Every day of my life I learn something that I did not previously know. I learn a new word in another language or I hear a story about life in a foreign countryside. I learn new ways to make my little girl laugh, or discover an author whose works I'd never read before. I develop a new strategy to combat a piece of legislation that concerns me, or find a new metaphor that speaks to me. I learn about plans to mine asteroids or drill for oil or harness wind power in the desert. I hear stories of the miners who bring me the metals that I take for granted, or stories of the agricultural workers who pick the bananas and sugar cane that end up as part of my breakfast. I learn about the planets that are being discovered in far away solar systems, and I try to comprehend the depictions of the known universe, and its countless galaxies. I learn that coral bleaching is spreading to some of the reefs that I used to dive. I celebrate surprising elections in far away countries, and mourn wars and violence and natural disasters and the people whose lives are impacted by them. I look at satelite pictures of diminishing glaciers, and I learn that in spite of the fact that pizza boxes have recycling symbols on the side, they are not really recyclable.
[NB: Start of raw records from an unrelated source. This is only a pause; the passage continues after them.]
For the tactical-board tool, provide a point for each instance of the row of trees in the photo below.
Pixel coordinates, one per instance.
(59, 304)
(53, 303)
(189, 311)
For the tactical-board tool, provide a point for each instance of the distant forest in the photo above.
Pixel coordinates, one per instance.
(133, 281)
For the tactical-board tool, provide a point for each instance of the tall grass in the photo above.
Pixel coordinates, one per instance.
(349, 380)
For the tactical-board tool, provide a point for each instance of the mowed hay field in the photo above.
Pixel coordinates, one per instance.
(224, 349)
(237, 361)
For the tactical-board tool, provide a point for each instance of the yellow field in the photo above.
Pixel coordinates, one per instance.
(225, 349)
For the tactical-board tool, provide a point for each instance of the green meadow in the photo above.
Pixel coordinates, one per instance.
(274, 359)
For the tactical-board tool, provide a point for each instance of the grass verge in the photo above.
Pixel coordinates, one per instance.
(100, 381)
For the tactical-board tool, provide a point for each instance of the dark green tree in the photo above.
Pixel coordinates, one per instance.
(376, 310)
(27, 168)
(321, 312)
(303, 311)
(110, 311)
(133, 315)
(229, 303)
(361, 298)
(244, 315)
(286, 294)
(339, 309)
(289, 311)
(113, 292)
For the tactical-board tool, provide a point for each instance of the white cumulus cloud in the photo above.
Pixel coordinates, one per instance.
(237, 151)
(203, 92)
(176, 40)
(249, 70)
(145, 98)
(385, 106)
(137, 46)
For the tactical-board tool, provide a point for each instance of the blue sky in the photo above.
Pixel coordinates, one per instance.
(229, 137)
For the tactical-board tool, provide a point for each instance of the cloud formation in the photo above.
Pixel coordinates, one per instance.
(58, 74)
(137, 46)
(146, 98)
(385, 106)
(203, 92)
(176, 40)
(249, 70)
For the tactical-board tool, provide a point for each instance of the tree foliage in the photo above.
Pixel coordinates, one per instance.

I have no idea how much I don't know. I imagine each little unknown factoid as a grain of sand on a beach, or a star in a universe full of huge galaxies. I add in the concepts that I don't understand, the thoughts and feelings of others that elude me, the life experiences of others that have been so different from mine, the hopes and dreams of every human being packed into an express train during rush hour, and I know I am truly ignorant. I imagine the history that has been lost, and the future that is so full of potential. I imagine the direction that my daughter's life will take as she grows and collects words and factoids and learns to interpret the feelings and experiences of others and learns to follow her passions and learns to love and how to live a life full of learning.
And I realize that the process of learning is among the most rewarding experiences that life has to offer. And I mourn those who KNOW TRUTH and have stopped growing.